God instituted government for the purpose of administering justice. A government that focuses on the injustice of others, while at the same time ignoring its own injustices, is abhorrent to God. When this happens, the "justness" of their cause becomes blurred with injustice--making it increasingly difficult to evaluate whether or not the war is justified. Under such a condition, national (and personal) repentance is the only good choice--and the only legitimate first choice, as far as God is concerned. It is when a nation is willing to first deal with its own sins, that the difficulties in evaluating the "justness" of its war cause diminishes. Of course, with repentance, there might be such changes in the nation's interaction with other nations, that reconciliation (rather than war) might become a real possibility!

Our Response to War, When it Occurs

How should we, as individuals, respond when there is a war? At that point, it's too late to argue whether or not it is a "just" war. Even those who are pacifists, or who believe that the war is unjust, must admit that it is occurring, in spite of their desires to the contrary.

In every way, we must live as disciples (followers) of Jesus. We must follow his example, and the examples of the apostles. We must live the love we claim is in us. We must have a desire to see justice (as defined by God) established, and injustice removed from the land--not only in matters related to the war, but in all areas of life. If injustices are present in the land, we must continue to oppose them, not closing our eyes to them for the sake of the "war cause." We must also have a spirit of humility, and of forgiveness, having an awareness of our own past sins, and of our own need for forgiveness. We must pray for our friends (including the soldiers), as well as for our enemies. We must pray for the salvation of many--for without salvation, even peace has no long-term (eternal) value.
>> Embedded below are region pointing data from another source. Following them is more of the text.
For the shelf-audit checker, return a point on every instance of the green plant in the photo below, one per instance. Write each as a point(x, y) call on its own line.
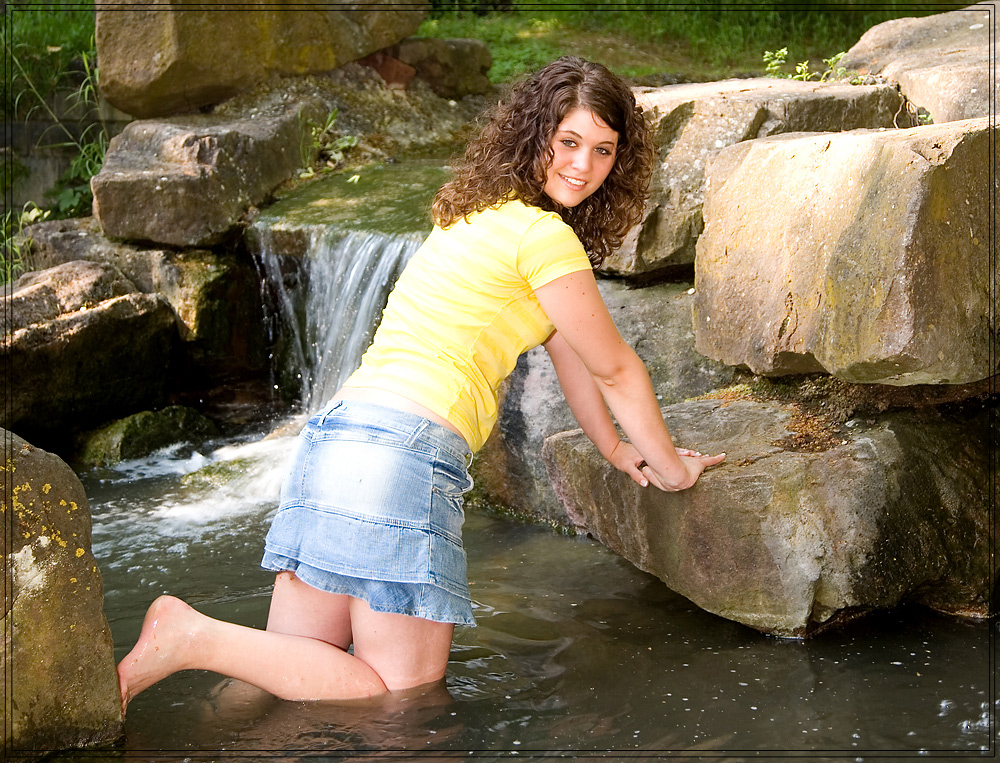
point(11, 256)
point(71, 195)
point(774, 61)
point(323, 148)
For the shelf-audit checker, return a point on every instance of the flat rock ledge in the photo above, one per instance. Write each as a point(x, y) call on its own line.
point(790, 541)
point(867, 257)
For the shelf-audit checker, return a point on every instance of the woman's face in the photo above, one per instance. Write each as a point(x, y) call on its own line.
point(583, 153)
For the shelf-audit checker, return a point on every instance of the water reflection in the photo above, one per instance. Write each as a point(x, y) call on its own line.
point(576, 650)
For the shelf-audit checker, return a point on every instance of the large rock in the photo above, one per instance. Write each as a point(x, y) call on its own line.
point(61, 688)
point(141, 434)
point(656, 322)
point(944, 63)
point(693, 122)
point(163, 60)
point(187, 181)
point(452, 68)
point(215, 296)
point(84, 346)
point(789, 539)
point(868, 257)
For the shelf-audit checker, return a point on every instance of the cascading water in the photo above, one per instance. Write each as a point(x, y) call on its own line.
point(329, 323)
point(576, 649)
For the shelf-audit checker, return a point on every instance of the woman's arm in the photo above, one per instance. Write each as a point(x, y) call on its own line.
point(575, 307)
point(589, 408)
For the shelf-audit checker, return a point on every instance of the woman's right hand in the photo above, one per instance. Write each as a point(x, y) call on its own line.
point(693, 467)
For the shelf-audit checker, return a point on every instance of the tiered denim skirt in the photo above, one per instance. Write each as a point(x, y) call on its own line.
point(373, 508)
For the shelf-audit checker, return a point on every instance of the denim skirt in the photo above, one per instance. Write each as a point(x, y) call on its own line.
point(373, 508)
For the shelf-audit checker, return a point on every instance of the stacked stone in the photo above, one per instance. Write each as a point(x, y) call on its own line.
point(859, 259)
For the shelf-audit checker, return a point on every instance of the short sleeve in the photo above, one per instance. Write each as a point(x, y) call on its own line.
point(549, 249)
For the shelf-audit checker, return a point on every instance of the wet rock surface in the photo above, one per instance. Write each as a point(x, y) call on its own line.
point(867, 258)
point(186, 181)
point(82, 355)
point(944, 63)
point(693, 122)
point(142, 434)
point(790, 540)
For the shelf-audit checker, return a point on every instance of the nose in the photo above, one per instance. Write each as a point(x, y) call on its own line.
point(581, 161)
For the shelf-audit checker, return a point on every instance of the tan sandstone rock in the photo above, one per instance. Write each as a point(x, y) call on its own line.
point(944, 63)
point(863, 254)
point(164, 59)
point(90, 348)
point(693, 122)
point(790, 540)
point(656, 322)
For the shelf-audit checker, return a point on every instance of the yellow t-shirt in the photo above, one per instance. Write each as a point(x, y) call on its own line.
point(464, 309)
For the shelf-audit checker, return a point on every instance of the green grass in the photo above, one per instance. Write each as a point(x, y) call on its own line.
point(47, 44)
point(689, 42)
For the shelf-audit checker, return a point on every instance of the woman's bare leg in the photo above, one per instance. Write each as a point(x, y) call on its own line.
point(301, 610)
point(409, 650)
People tend to ignore the fact that some issues are much more serious than whether we have peace or war. The very fact that war exists is a reflection of a deeper issue. As long as sin exists in the world, and people reject the God of the Bible (or at least disregard what he says), there will be wars. When religious institutions claim to be "Christian," but do not follow the ways of Jesus, there will be wars. It is only when people on both sides of the conflict humble themselves and submit to the God of the Bible, that wars will cease--and that, according to Scripture, will not occur until after the final war, when Jesus Christ himself will be the victor (Revelation 19:11-21).
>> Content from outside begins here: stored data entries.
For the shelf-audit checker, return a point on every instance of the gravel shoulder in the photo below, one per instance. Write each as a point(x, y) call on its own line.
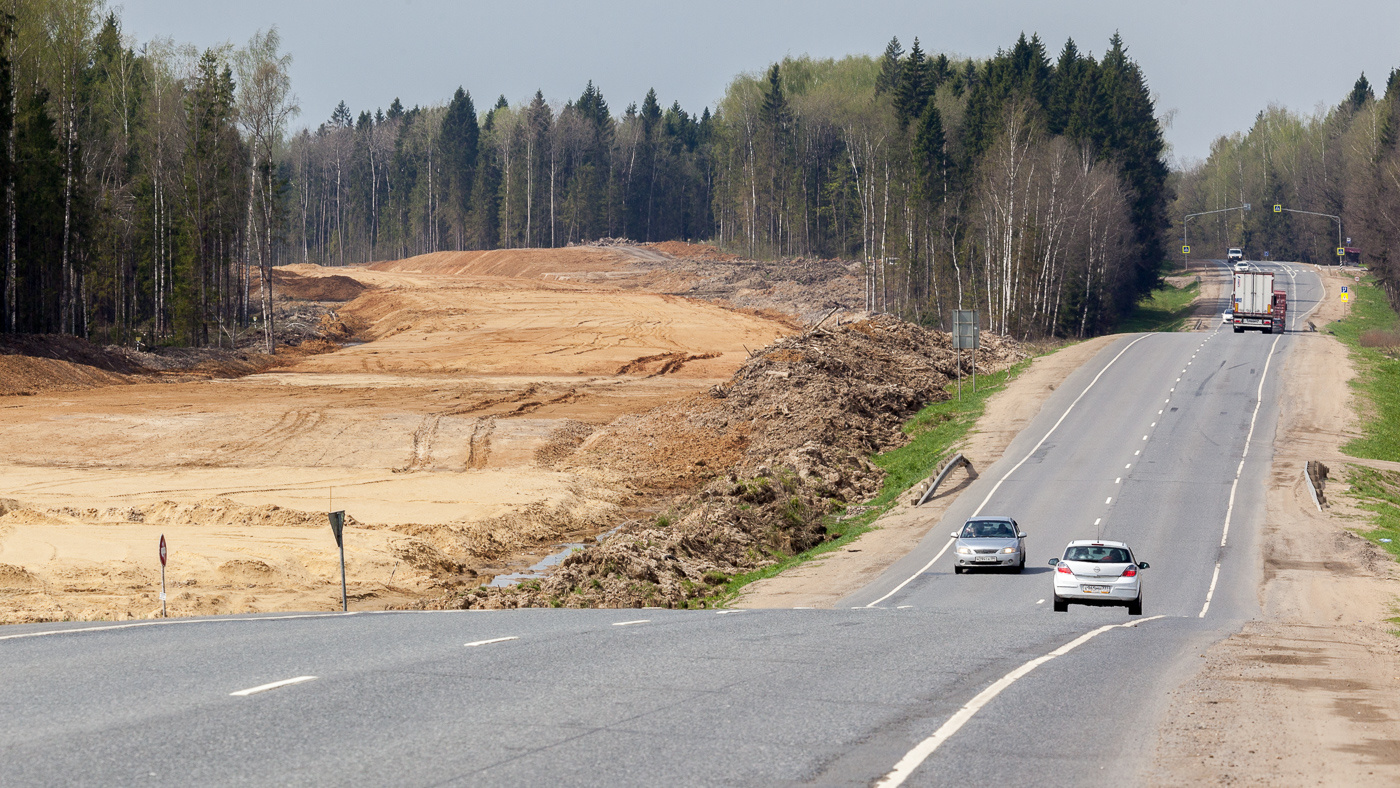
point(1308, 693)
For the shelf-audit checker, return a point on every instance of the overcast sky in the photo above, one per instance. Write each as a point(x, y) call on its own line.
point(1211, 63)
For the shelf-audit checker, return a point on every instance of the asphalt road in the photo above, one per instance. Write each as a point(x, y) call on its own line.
point(1144, 444)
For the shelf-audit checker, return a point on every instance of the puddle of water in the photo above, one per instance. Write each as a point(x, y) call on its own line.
point(538, 570)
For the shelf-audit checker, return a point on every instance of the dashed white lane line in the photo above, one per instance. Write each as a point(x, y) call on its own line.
point(175, 623)
point(920, 753)
point(272, 686)
point(1239, 470)
point(490, 641)
point(997, 486)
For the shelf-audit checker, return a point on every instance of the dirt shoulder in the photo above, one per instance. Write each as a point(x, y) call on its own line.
point(1309, 692)
point(823, 581)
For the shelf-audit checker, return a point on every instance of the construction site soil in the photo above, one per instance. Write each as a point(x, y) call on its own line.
point(665, 405)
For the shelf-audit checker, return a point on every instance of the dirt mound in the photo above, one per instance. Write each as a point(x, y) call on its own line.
point(331, 287)
point(695, 251)
point(777, 447)
point(515, 263)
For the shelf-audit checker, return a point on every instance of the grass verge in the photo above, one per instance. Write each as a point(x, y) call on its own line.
point(933, 434)
point(1164, 310)
point(1378, 491)
point(1378, 373)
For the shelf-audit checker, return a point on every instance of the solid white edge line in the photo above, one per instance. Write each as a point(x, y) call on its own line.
point(170, 623)
point(490, 641)
point(272, 686)
point(997, 486)
point(1210, 592)
point(920, 753)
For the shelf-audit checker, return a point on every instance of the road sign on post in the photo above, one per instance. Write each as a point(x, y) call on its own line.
point(163, 575)
point(966, 336)
point(338, 524)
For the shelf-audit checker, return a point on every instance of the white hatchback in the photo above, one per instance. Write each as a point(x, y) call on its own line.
point(1098, 573)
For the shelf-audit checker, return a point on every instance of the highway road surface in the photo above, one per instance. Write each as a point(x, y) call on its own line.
point(923, 678)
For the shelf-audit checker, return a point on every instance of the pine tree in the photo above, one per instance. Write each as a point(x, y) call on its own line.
point(891, 66)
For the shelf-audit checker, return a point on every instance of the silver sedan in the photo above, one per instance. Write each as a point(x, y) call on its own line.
point(989, 542)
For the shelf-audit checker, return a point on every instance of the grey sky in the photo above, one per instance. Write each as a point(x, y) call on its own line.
point(1214, 62)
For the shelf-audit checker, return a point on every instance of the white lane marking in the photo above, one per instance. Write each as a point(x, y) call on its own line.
point(997, 486)
point(489, 641)
point(1210, 592)
point(272, 686)
point(171, 623)
point(920, 753)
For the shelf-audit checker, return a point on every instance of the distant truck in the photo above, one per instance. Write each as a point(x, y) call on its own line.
point(1256, 304)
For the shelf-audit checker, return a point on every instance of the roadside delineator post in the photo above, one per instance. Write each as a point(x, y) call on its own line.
point(163, 575)
point(338, 522)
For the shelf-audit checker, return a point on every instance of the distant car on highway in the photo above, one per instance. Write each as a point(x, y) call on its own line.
point(1098, 573)
point(989, 542)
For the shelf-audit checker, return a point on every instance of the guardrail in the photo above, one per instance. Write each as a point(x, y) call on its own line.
point(958, 459)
Ultimately, we must trust God for the outcome--not just in the issue of who wins, but in regard to the long-term effects of the war. We must trust God, even if the outcome of the war is bad, from our point of view. Our view of life is very limited (and normally influenced by what surrounds us), but God sees the entire picture. Ultimately, he will accomplish his purposes--which extend far beyond our own lifetimes and what we can see.

Whatever the outcome, we must guard our own conduct, and make sure that we continue to be "salt" and "light" in a dark and corrupt world (Matthew 5:13-16). We must commit our lives to God, and remember that the day of justice will come. On that day, all people--saved and unsaved--will acknowledge that Jesus is Lord, and that his ways are right (Philippians 2:9-11).
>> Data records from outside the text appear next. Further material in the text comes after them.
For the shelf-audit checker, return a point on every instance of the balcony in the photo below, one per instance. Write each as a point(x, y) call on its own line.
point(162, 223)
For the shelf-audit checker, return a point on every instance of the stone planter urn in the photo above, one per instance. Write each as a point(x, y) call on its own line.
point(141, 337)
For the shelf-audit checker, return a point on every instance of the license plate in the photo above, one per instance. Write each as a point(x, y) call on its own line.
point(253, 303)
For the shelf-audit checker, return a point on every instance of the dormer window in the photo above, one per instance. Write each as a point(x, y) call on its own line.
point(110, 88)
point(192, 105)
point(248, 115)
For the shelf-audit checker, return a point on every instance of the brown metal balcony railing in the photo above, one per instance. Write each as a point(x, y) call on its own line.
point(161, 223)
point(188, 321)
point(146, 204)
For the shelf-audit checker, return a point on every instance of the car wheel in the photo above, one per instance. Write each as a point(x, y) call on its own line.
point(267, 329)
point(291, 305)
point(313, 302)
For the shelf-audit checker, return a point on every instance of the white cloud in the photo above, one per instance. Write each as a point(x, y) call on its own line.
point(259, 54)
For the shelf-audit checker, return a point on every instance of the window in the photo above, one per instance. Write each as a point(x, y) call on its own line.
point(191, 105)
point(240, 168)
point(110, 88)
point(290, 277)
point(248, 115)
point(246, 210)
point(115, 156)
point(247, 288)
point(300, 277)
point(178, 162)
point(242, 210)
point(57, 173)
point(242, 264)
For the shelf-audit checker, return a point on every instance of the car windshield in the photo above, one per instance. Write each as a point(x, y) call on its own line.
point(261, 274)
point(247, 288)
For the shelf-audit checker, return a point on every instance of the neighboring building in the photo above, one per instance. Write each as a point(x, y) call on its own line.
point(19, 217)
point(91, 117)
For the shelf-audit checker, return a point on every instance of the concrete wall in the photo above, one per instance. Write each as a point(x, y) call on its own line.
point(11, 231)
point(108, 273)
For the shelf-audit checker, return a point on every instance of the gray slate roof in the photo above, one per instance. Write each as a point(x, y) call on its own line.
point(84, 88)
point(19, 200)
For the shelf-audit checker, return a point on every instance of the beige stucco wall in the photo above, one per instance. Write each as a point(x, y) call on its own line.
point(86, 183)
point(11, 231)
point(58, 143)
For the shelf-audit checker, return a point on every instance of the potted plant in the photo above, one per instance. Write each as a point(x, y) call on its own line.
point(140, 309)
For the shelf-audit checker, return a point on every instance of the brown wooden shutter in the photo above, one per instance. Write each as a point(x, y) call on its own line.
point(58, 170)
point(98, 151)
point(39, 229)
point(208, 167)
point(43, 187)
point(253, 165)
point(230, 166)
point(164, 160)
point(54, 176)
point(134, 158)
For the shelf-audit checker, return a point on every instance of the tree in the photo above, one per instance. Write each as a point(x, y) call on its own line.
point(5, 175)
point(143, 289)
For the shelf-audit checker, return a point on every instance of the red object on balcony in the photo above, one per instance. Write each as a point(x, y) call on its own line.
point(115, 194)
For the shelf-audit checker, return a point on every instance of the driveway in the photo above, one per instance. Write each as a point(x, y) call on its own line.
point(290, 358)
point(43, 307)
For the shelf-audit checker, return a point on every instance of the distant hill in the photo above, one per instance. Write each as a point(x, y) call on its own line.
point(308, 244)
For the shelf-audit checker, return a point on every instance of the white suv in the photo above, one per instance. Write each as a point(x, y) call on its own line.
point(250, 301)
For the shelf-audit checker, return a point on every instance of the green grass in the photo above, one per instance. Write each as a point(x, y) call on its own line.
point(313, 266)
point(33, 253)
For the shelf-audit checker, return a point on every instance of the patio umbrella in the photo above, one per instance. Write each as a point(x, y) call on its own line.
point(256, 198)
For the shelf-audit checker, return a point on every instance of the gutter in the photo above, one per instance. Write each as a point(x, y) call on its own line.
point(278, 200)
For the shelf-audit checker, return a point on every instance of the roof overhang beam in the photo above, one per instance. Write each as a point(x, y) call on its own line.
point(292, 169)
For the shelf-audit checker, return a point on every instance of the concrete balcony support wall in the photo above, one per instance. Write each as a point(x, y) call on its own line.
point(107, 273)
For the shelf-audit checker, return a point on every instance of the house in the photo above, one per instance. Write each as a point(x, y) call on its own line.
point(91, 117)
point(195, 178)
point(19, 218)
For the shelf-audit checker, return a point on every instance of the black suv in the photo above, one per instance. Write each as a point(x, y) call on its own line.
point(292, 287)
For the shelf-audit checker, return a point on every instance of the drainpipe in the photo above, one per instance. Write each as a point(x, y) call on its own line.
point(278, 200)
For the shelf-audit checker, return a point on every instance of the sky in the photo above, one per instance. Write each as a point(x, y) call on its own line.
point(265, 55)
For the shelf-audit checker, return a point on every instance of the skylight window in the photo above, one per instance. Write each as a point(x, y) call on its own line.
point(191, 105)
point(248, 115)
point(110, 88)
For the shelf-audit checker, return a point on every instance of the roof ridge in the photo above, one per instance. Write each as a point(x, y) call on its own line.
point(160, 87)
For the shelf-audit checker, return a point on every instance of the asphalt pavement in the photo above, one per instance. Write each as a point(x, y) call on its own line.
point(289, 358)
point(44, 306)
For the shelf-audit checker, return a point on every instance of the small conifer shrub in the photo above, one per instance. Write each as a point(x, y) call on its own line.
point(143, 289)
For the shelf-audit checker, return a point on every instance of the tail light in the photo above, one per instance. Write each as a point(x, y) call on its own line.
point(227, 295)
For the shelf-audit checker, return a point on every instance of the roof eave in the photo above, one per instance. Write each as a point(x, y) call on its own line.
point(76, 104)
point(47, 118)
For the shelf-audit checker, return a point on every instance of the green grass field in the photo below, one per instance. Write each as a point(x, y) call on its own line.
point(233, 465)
For those who know and love God, he has promised to use all things, whether good or bad, to accomplish good in our lives. And even though circumstances may be difficult right now (especially if the war is occurring in our own neighborhood), we can rest assured that our hope for the eternal future is guaranteed. In the end, we will praise God for the way he has used all things in our lives, to accomplish good.

On the other hand, there is no long-term good for the person who does not submit to God. Ultimately, it will not matter whether he dies in war, or lives to an old age. Even if he has an entire lifetime of peace, it will have no long-term value for him, if the day comes, when Jesus has to say to him, "Depart from me." Pray that many will turn to God and be saved.